Bon anniversaire à Joseph Périgot né le 21 juillet 1941.

Joseph PERIGOT : Le bruit du fleuve.

C’est fou ce qu’il peut se passer comme choses la nuit dans un taxi !

Lucien n’est même plus étonné, lui qui sillonne la ville de Rouen toute la nuit à écouter des airs de Vivaldi ou des chansons de Brassens. A conduire avec, aux pieds, des charentaises et, à portée de main, une flasque de whisky.

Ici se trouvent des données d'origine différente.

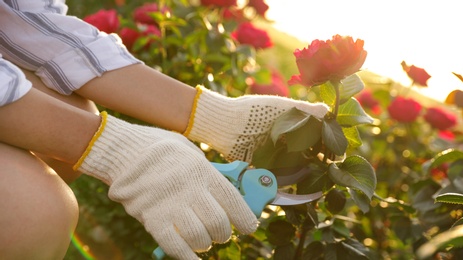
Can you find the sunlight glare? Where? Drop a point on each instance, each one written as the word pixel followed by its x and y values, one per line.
pixel 421 33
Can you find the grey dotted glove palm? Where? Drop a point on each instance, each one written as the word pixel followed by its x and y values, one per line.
pixel 236 127
pixel 166 183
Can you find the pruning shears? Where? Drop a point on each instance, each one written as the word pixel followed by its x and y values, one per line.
pixel 259 188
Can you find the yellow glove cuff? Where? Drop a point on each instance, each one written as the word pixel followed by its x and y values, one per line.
pixel 104 116
pixel 199 91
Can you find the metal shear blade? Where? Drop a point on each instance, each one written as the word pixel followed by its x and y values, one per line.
pixel 286 199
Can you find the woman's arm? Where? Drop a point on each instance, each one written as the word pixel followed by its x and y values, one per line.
pixel 144 93
pixel 46 125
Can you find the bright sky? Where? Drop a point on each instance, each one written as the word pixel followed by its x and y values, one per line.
pixel 424 33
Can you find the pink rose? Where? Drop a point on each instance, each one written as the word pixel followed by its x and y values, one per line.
pixel 259 5
pixel 246 33
pixel 366 99
pixel 234 14
pixel 277 86
pixel 221 3
pixel 333 59
pixel 439 118
pixel 417 75
pixel 142 13
pixel 404 109
pixel 129 36
pixel 105 20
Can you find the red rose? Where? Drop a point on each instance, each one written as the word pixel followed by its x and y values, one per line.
pixel 105 20
pixel 418 75
pixel 142 13
pixel 440 172
pixel 129 36
pixel 234 14
pixel 246 33
pixel 334 59
pixel 259 5
pixel 366 99
pixel 222 3
pixel 404 109
pixel 276 87
pixel 439 118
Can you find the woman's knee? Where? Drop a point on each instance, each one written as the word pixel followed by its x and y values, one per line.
pixel 64 170
pixel 39 211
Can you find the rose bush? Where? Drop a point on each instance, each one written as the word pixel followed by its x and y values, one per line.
pixel 404 109
pixel 378 176
pixel 105 20
pixel 439 118
pixel 247 33
pixel 319 62
pixel 416 74
pixel 276 86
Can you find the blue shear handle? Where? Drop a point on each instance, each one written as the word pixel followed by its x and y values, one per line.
pixel 257 186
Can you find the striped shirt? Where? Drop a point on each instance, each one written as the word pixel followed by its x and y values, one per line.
pixel 64 51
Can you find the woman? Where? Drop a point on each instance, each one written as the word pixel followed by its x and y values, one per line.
pixel 54 68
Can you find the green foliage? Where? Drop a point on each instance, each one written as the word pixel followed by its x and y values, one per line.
pixel 382 198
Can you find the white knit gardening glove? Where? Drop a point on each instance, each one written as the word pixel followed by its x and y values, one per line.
pixel 166 183
pixel 236 127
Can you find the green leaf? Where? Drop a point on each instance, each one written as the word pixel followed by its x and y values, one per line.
pixel 351 113
pixel 449 155
pixel 287 122
pixel 458 222
pixel 318 180
pixel 327 93
pixel 335 201
pixel 355 250
pixel 347 88
pixel 355 172
pixel 280 232
pixel 305 136
pixel 362 201
pixel 333 137
pixel 283 252
pixel 350 86
pixel 314 251
pixel 452 237
pixel 353 137
pixel 270 156
pixel 232 251
pixel 453 198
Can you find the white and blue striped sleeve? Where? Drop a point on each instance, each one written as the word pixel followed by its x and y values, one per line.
pixel 64 51
pixel 13 83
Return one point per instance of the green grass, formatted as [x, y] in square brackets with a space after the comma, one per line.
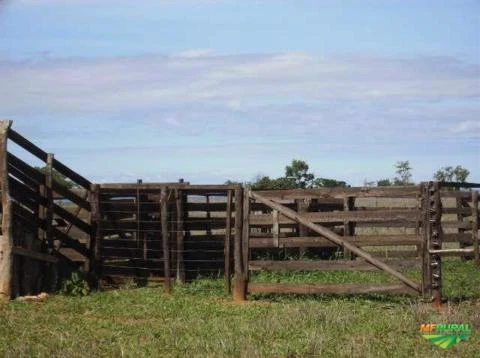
[199, 320]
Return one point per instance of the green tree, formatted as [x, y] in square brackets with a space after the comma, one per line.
[329, 183]
[298, 170]
[450, 174]
[404, 173]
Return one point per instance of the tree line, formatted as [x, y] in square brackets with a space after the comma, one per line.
[297, 175]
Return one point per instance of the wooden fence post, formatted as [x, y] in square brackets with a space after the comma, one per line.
[228, 244]
[95, 236]
[6, 240]
[180, 236]
[475, 227]
[348, 226]
[165, 238]
[239, 293]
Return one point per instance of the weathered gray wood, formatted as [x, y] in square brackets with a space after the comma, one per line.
[345, 288]
[239, 293]
[475, 236]
[336, 239]
[360, 240]
[325, 265]
[96, 230]
[228, 244]
[365, 192]
[179, 200]
[165, 238]
[6, 239]
[36, 255]
[401, 215]
[275, 229]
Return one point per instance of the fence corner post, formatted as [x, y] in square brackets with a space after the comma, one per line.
[6, 239]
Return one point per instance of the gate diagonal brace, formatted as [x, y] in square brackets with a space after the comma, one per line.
[337, 239]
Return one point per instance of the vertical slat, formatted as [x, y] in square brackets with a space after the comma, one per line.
[6, 239]
[165, 237]
[239, 293]
[348, 227]
[180, 237]
[95, 236]
[49, 200]
[246, 232]
[276, 229]
[227, 247]
[475, 227]
[302, 207]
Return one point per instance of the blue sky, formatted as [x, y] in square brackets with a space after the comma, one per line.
[211, 90]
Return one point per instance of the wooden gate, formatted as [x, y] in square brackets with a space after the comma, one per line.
[406, 220]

Lucien est indépendant, et même s’il a chargé un client, il aime à s’arrêter au petit matin, près des berges du fleuve, à regarder le soleil se lever. Puis il rentre chez sa sœur, Thérèse, atteinte d’un cancer qui inexorablement lui ronge la gorge, ou bien chez lui, une petite maison coincée entre deux usines. De l’autre côté du fleuve, il peut apercevoir la maison de Flaubert transformée en musée. Voilà ! Sa vie se résume à ça ! Taxi de nuit, le jour chez sa sœur, parfois chez lui en compagnie d’un infarctus qui guette la moindre faiblesse. Le mardi, c’est le jour de Fernand, l’amant de sa sœur, un juge d’instruction, qui n’arrive jamais les mains vides.

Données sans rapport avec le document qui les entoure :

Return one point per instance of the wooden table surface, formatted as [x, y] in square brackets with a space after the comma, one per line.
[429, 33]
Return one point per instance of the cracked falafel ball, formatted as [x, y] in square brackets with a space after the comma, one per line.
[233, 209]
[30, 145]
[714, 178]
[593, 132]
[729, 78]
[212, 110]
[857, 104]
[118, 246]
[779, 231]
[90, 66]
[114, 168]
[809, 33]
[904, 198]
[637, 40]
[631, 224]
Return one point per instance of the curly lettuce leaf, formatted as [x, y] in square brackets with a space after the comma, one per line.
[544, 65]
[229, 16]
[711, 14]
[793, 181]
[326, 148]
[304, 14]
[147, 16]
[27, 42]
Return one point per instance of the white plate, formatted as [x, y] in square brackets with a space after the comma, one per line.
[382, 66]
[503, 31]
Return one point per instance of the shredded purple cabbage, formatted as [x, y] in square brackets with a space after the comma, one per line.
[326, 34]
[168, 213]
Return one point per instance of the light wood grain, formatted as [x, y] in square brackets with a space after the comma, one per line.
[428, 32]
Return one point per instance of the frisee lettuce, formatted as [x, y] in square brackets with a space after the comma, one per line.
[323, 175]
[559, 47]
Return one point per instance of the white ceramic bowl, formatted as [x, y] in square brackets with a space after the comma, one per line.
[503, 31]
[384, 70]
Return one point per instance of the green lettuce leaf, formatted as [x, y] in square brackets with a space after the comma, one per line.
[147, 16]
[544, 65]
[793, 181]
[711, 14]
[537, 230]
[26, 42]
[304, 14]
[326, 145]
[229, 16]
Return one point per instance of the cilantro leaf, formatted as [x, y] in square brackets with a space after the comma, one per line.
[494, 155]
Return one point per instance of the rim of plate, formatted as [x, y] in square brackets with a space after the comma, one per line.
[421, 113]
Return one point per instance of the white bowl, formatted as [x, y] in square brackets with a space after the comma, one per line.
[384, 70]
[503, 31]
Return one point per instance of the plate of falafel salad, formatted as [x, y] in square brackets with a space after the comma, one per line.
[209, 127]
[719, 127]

Une nuit, Lucien charge à la gare un client que refuse Raymond, le taxi 92. Une course qui le mène jusqu’au Parc départemental des nomades. Il repart vers la ville, les lumières, le bruit, la vie et distingue dans le noir une forme humaine qui s’accroche aux grilles de ce parc zoologique pour humains. Une jeune fille se tient le ventre et fuit dans la nuit. Il la prend à bord de son véhicule, et là, sur la couverture, patchwork de soixante-quatre pièces amoureusement assemblées par Thérèse, sur cette couverture qui en a vu bien d’autres, naît un petit enfant. Pélina, la Gitane, quitte précipitamment le véhicule pour rejoindre les siens et Lucien hérite d’un joli bébé que Thérèse et lui gardent jalousement, malgré les conseils de Fernand, et qu’ils prénomment Rémi.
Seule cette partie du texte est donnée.